07/01/2004 11:00PM

Plan to raise funds for disabled riders is stalled


CHICAGO - A core group of jockeys at Arlington is continuing to push a plan that would raise money for disabled former riders, and some Arlington riders could be wearing sponsored advertising patches during races this weekend. But the plan continues to meet resistance, and its main initial sponsor, the prominent owner Frank Calabrese, still has not fully committed to participate.

Five veteran riders based at Arlington have tried to revive a plan originally devised by the national Jockeys' Guild in the spring of 2003, wherein businesses or individuals would buy advertising space on a jockey's riding apparel, with the proceeds going directly to the Disabled Jockeys Fund. That fund, administered by the Guild, supports riders disabled by racing accidents.

The Arlington riders, Earlie Fires, Jerry LaSala, Randy Meier, Ray Sibille, and Carlos Silva, have emphasized that 100 percent of sponsorship money would go toward charity. The national plan bogged down last year for several reasons, including efforts by individuals to profit from sponsorship.

Locally, some owners and trainers have weighed in against their horses carrying the logo of Calabrese's printing business, though Arlington itself has said it will allow the plan to go forward. The Illinois Thoroughbred Horsemen's Association canvassed its membership to gauge support for the jockeys' plan and found widespread acceptance, according to Sibille and Joe Kasperski, president of the ITHA. Sibille said an agreement has been reached whereby owners or trainers who choose not to participate can opt out of the plan. Jockeys who ride these horses will not wear patches.

All Arlington jockeys except leading rider Rene Douglas have agreed to wear the patches, the group of riders said.

Calabrese originally had pledged to put forth a generous donation, and Sibille said riding pants with patches bearing his logo have been readied for use. But as of Friday, Calabrese still was uncertain whether the idea would go ahead this weekend.

"I understand there still are some legal issues," Calabrese said. Asked if he still intended to support the riders financially, he said, "Definitely. It has to get worked out so there's no controversy."

Miller tacks on more duties

He has quickly become a ubiquitous presence at Hawthorne Race Course, but even that is not enough for Jim Miller. Miller, just 28, was named assistant general manager at Hawthorne this spring. But even as he was being promoted, he was arriving at the track before dawn to serve as one of the racetrack's official clockers. And late last month, he turned in his clocker's license to become a certified jockey agent, taking the book of the apprentice rider Liz Morris.

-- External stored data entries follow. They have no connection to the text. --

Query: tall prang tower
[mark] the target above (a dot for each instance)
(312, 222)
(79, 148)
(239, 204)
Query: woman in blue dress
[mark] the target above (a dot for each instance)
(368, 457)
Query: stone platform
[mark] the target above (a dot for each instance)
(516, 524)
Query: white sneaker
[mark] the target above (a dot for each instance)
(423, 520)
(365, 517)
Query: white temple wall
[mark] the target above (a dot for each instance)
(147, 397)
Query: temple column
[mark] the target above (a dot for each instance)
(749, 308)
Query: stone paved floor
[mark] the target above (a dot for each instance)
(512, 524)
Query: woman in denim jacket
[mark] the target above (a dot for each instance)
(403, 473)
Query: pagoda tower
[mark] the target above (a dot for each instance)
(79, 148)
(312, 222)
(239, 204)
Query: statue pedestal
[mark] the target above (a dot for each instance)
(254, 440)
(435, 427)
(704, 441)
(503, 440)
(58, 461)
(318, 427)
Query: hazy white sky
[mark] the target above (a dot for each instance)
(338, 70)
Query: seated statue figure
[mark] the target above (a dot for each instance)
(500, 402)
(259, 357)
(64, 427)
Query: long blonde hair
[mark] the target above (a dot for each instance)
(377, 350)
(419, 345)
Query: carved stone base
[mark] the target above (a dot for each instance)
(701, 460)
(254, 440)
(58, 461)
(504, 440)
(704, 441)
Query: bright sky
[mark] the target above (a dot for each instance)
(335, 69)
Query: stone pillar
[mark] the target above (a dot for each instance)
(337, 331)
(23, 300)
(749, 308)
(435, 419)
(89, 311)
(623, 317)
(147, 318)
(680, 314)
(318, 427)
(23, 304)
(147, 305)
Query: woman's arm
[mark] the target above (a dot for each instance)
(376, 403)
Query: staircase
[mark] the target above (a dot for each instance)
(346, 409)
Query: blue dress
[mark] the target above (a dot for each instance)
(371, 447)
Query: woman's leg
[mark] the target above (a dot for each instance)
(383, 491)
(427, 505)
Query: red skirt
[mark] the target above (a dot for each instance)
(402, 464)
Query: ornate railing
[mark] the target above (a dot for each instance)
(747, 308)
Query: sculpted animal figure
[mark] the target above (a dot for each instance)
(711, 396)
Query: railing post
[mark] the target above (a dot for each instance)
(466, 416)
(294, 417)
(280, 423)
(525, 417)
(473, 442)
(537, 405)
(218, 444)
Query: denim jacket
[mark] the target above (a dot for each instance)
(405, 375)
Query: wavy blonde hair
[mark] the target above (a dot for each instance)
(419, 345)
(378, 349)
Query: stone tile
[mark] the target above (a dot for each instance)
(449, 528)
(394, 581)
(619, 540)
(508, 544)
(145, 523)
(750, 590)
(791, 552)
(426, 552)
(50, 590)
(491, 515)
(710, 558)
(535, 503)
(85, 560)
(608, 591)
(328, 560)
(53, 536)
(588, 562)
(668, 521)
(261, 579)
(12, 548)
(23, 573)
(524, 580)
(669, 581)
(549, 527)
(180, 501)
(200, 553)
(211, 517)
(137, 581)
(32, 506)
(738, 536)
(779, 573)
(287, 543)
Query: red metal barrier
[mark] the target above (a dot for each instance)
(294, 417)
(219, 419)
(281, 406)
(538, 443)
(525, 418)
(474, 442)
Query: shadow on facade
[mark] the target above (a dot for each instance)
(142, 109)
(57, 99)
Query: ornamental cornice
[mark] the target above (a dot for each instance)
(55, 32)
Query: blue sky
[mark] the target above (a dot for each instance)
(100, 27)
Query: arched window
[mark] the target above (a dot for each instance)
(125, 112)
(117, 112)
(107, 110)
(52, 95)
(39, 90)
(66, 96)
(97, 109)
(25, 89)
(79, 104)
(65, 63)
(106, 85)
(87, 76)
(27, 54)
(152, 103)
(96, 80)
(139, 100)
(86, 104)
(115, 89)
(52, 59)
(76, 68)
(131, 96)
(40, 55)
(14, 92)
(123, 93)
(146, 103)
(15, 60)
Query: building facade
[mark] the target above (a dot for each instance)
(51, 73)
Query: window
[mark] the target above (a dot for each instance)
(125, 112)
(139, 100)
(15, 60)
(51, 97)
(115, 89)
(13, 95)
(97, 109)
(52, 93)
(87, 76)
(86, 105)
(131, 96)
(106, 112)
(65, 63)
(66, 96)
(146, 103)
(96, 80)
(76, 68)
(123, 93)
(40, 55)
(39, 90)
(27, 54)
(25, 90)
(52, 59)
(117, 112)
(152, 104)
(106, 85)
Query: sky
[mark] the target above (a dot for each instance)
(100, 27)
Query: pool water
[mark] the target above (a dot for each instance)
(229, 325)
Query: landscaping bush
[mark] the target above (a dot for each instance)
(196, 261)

"I love what I'm doing," Miller said.

Miller latched on at Arlington when he still was in high school, working in guest relations and publicity. His racetrack life was interrupted, however, by a professional baseball career. Pitching in the Milwaukee Brewers organization, Miller rose as high as class AA before stalling out. That was in 2000, and he did not wait long to get back to horse racing. At Hawthorne, he was named publicity director, a job that began spreading out to the point that general manager Thomas Carey bumped Miller up this spring. Carey, Miller said, also gave his blessing to this summer's second career.

"He was very supportive of the idea, and that helped," Miller said.

Morris has two mounts Sunday, and her business is not likely to explode anytime soon. Even so, Miller will continue to drive to Arlington at dawn, line up a few mounts for his jockey, then head off to Hawthorne for a summer harness meet that soon gets underway.

"I can't seem to get enough of this stuff," he said.

Douglas on track for another title

It has turned fully to summer, and Churchill Downs is about to close, bringing a surge of Kentucky-based horses to Arlington Park. Already, Rene Douglas is on the move. Douglas, who is trying for a record fourth straight riding title at Arlington, tends to start meets slowly and build momentum through the summer, and after a couple of strong weeks, he has opened up daylight on the field. Through Wednesday's races, Douglas had 38 wins, eight more than Cruz Contreras, who is in the midst of a five-day suspension. Douglas, who rides the likely favorite in both graded stakes here this weekend, already is approaching $1 million in purses at the meet.